ZFS is about the most complex filesystem for single-node storage servers. Coming with its sophistication is its equally confusing “block size”, which is normally self-evident on common filesystems like ext4 (or more primitively, FAT). The enigma continues as ZFS bundles more optimizations, either for performance or in the name of “intuition” (which I would hardly agree). So recently I read a lot of materials on this and try to make sense of it.

We’ll begin with a slide from a ZFS talk from Lustre1 (page 5):

ZFS I/O Stack
Figure 1. ZFS I/O Stack

Logical blocks

The first thing to understand is that there are at least two levels of “block” concepts in ZFS. There’s “logical blocks” on an upper layer (DMU), and “physical blocks” on a lower layer (vdev). The latter is easier to understand and it’s almost synonymous to “disk sectors”. It’s precisely the ashift parameter in zpool create command and usually matches the physical sector size of your disks (4 KiB for modern disks). Once set, ashift is immutable and can only be changed when recreating the entire vdev array (fortunately not the entire pool2). The “logical block”, however, is slightly more complicated, and beyond the expressibility of a few words. In short, it’s the smallest meaningful unit of data that ZFS can operate on, including reading, writing, checksumming, compression and deduplication.
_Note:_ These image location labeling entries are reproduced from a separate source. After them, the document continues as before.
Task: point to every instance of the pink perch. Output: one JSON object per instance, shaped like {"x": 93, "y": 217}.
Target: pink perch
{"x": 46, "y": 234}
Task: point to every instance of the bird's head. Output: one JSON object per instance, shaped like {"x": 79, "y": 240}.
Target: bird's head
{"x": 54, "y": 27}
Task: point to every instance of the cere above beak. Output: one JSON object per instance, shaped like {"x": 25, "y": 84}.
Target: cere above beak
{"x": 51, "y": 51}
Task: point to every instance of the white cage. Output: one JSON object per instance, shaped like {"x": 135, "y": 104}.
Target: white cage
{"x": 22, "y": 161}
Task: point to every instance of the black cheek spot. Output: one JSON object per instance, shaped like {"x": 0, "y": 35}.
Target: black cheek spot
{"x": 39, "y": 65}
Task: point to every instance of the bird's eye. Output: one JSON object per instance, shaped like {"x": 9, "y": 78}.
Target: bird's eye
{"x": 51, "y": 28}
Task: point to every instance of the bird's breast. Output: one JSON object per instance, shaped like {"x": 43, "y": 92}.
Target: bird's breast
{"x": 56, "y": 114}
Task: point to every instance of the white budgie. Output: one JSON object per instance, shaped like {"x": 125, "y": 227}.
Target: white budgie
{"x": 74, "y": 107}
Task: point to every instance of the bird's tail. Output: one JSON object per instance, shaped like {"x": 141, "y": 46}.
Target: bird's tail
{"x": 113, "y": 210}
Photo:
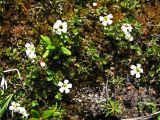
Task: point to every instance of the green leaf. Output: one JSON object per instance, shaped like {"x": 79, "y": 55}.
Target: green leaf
{"x": 33, "y": 119}
{"x": 47, "y": 114}
{"x": 35, "y": 114}
{"x": 46, "y": 40}
{"x": 65, "y": 51}
{"x": 45, "y": 55}
{"x": 159, "y": 117}
{"x": 50, "y": 47}
{"x": 8, "y": 99}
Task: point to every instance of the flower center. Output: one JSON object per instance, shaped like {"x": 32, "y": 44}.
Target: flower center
{"x": 60, "y": 27}
{"x": 106, "y": 18}
{"x": 65, "y": 86}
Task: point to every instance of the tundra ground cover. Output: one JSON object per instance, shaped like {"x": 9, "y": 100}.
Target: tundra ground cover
{"x": 79, "y": 59}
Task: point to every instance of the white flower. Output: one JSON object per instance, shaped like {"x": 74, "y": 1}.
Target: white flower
{"x": 3, "y": 83}
{"x": 43, "y": 64}
{"x": 14, "y": 107}
{"x": 60, "y": 27}
{"x": 94, "y": 4}
{"x": 65, "y": 86}
{"x": 129, "y": 37}
{"x": 30, "y": 50}
{"x": 136, "y": 70}
{"x": 22, "y": 111}
{"x": 106, "y": 20}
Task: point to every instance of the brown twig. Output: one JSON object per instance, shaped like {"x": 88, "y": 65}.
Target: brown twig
{"x": 144, "y": 117}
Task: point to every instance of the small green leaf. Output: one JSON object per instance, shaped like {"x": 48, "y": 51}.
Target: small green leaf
{"x": 35, "y": 114}
{"x": 46, "y": 40}
{"x": 65, "y": 51}
{"x": 34, "y": 103}
{"x": 45, "y": 55}
{"x": 50, "y": 47}
{"x": 49, "y": 72}
{"x": 49, "y": 78}
{"x": 47, "y": 114}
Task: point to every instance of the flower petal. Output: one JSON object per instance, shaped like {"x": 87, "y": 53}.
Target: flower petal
{"x": 101, "y": 18}
{"x": 138, "y": 65}
{"x": 132, "y": 72}
{"x": 133, "y": 67}
{"x": 10, "y": 107}
{"x": 61, "y": 89}
{"x": 69, "y": 85}
{"x": 141, "y": 70}
{"x": 66, "y": 81}
{"x": 104, "y": 23}
{"x": 27, "y": 45}
{"x": 109, "y": 22}
{"x": 110, "y": 16}
{"x": 60, "y": 84}
{"x": 138, "y": 75}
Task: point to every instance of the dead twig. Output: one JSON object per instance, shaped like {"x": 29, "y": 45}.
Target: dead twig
{"x": 144, "y": 117}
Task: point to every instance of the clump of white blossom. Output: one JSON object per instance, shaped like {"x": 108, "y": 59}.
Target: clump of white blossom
{"x": 16, "y": 108}
{"x": 106, "y": 20}
{"x": 127, "y": 29}
{"x": 136, "y": 70}
{"x": 60, "y": 27}
{"x": 64, "y": 87}
{"x": 94, "y": 4}
{"x": 42, "y": 64}
{"x": 3, "y": 83}
{"x": 30, "y": 50}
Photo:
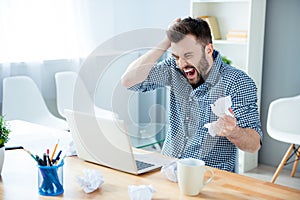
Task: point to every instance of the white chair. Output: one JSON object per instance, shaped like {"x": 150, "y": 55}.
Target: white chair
{"x": 283, "y": 125}
{"x": 22, "y": 100}
{"x": 65, "y": 84}
{"x": 66, "y": 81}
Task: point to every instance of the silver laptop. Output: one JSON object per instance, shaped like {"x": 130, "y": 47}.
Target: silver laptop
{"x": 105, "y": 141}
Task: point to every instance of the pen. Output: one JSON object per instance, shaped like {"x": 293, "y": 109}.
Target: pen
{"x": 30, "y": 154}
{"x": 54, "y": 150}
{"x": 57, "y": 157}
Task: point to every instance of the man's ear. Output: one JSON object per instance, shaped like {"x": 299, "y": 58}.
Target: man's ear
{"x": 209, "y": 49}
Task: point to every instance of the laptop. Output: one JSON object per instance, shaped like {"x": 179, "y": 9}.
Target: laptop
{"x": 105, "y": 141}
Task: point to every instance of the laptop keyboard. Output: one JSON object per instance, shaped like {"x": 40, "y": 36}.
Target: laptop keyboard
{"x": 142, "y": 165}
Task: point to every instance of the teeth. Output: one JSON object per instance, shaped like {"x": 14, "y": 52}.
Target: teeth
{"x": 188, "y": 70}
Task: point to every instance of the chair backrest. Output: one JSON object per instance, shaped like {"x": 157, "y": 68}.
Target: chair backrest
{"x": 65, "y": 84}
{"x": 23, "y": 100}
{"x": 284, "y": 115}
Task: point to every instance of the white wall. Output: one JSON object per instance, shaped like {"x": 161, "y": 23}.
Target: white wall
{"x": 281, "y": 68}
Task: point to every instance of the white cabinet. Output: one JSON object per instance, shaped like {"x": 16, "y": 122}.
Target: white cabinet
{"x": 237, "y": 15}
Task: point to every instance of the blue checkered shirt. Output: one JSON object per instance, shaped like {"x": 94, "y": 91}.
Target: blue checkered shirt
{"x": 190, "y": 109}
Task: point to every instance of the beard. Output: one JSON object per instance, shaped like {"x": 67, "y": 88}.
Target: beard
{"x": 201, "y": 68}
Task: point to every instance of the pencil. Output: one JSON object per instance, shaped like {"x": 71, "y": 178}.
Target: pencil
{"x": 30, "y": 154}
{"x": 55, "y": 147}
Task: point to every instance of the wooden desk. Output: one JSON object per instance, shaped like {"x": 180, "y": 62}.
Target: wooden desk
{"x": 19, "y": 181}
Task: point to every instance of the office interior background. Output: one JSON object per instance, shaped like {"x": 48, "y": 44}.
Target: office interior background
{"x": 39, "y": 39}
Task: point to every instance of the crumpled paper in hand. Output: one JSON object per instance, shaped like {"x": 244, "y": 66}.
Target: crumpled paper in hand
{"x": 140, "y": 192}
{"x": 170, "y": 171}
{"x": 91, "y": 181}
{"x": 219, "y": 108}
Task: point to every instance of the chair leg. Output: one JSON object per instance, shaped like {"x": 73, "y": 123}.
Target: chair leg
{"x": 295, "y": 163}
{"x": 283, "y": 161}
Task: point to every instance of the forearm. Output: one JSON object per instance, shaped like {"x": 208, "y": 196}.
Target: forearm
{"x": 245, "y": 139}
{"x": 139, "y": 69}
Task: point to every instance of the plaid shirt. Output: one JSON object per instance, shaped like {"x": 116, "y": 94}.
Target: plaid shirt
{"x": 190, "y": 110}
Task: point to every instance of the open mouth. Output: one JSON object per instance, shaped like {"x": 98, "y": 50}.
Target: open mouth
{"x": 190, "y": 72}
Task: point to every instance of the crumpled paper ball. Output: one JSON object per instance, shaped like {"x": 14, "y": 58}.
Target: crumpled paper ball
{"x": 140, "y": 192}
{"x": 91, "y": 180}
{"x": 219, "y": 108}
{"x": 170, "y": 171}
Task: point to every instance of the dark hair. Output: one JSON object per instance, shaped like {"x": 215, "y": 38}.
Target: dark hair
{"x": 193, "y": 26}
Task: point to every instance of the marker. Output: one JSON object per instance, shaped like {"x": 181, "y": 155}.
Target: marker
{"x": 30, "y": 154}
{"x": 57, "y": 157}
{"x": 55, "y": 147}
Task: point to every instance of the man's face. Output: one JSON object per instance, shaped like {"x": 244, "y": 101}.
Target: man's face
{"x": 191, "y": 58}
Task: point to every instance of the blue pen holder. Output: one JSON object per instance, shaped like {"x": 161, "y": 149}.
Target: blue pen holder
{"x": 50, "y": 180}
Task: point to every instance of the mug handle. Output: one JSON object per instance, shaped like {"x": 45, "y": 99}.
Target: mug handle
{"x": 211, "y": 176}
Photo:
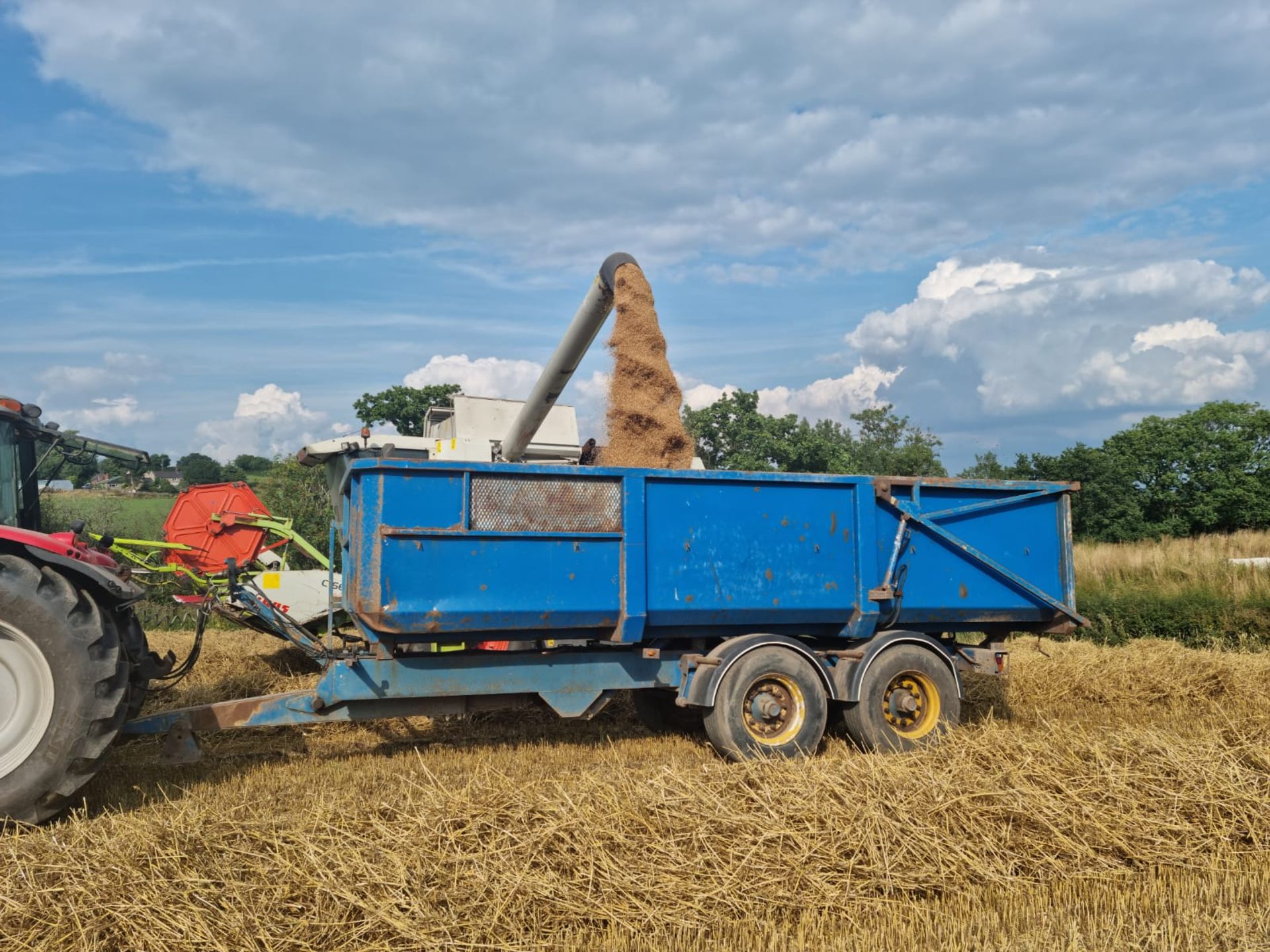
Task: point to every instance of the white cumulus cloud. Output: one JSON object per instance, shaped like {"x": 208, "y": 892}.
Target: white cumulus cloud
{"x": 1007, "y": 339}
{"x": 267, "y": 422}
{"x": 855, "y": 134}
{"x": 103, "y": 414}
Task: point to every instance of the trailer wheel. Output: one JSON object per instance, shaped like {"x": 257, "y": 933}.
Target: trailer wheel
{"x": 659, "y": 714}
{"x": 907, "y": 699}
{"x": 64, "y": 686}
{"x": 770, "y": 703}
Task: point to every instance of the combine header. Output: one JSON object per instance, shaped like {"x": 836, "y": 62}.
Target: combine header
{"x": 757, "y": 604}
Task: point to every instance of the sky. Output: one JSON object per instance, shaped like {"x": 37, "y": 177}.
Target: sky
{"x": 1021, "y": 223}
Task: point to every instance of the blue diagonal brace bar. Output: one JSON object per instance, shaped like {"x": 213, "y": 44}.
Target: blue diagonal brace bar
{"x": 990, "y": 504}
{"x": 987, "y": 561}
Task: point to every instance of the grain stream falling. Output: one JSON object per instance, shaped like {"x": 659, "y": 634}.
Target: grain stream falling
{"x": 644, "y": 399}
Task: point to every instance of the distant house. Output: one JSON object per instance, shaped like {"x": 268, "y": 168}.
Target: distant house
{"x": 169, "y": 476}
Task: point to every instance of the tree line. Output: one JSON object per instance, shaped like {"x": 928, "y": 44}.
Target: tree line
{"x": 1206, "y": 470}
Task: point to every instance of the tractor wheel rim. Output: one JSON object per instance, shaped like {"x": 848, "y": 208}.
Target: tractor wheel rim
{"x": 911, "y": 705}
{"x": 26, "y": 697}
{"x": 774, "y": 710}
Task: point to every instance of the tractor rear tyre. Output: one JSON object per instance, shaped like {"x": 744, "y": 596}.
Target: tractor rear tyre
{"x": 770, "y": 703}
{"x": 64, "y": 690}
{"x": 657, "y": 711}
{"x": 907, "y": 699}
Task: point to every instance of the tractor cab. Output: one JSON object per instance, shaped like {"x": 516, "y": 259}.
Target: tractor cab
{"x": 27, "y": 444}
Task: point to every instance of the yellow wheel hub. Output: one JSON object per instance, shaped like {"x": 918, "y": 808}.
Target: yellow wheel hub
{"x": 775, "y": 710}
{"x": 911, "y": 705}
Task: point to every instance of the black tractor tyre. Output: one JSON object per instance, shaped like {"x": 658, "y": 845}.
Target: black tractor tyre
{"x": 657, "y": 711}
{"x": 771, "y": 703}
{"x": 901, "y": 678}
{"x": 79, "y": 645}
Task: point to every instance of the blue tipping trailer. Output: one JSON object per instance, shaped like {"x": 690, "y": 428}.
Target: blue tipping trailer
{"x": 751, "y": 603}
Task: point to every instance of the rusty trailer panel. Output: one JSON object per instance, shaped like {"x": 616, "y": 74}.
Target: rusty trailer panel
{"x": 443, "y": 551}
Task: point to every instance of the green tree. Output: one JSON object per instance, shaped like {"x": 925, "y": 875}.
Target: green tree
{"x": 299, "y": 493}
{"x": 733, "y": 434}
{"x": 1203, "y": 471}
{"x": 404, "y": 407}
{"x": 890, "y": 446}
{"x": 247, "y": 462}
{"x": 197, "y": 470}
{"x": 986, "y": 467}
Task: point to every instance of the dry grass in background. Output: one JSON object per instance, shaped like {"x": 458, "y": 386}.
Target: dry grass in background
{"x": 1107, "y": 799}
{"x": 1176, "y": 565}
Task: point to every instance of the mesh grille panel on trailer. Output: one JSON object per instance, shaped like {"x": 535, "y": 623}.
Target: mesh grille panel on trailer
{"x": 546, "y": 504}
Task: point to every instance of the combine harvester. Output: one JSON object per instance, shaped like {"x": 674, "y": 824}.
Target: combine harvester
{"x": 757, "y": 603}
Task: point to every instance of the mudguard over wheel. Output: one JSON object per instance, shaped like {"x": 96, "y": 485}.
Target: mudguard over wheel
{"x": 770, "y": 703}
{"x": 908, "y": 698}
{"x": 64, "y": 688}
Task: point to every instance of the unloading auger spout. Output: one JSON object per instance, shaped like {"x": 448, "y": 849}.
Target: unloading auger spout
{"x": 560, "y": 368}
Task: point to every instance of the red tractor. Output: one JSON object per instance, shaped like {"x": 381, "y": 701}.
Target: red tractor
{"x": 74, "y": 662}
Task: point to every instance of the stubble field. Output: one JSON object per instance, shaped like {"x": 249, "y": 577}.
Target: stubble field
{"x": 1107, "y": 797}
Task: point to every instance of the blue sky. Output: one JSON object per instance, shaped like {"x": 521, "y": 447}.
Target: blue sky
{"x": 1024, "y": 225}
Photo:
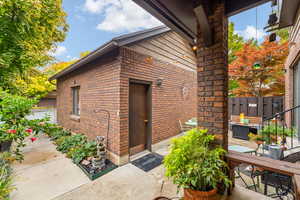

“recordsize” and “volblocksize”

You’ve probably seen recordsize being talked about extensively in ZFS tuning guides3, which is already a great source of confusion. The default recordsize is 128 KiB, which controls the maximum size of a logical block. The actual block size depends on the file you’re writing:

  • If the file is smaller than or equal to recordsize, it’s stored as a single logical block of its size, rounded up to the nearest multiple of 512 bytes.
  • If the file is larger than recordsize, it’s split into multiple logical blocks of recordsize each, with the last block being zero-padded to recordsize.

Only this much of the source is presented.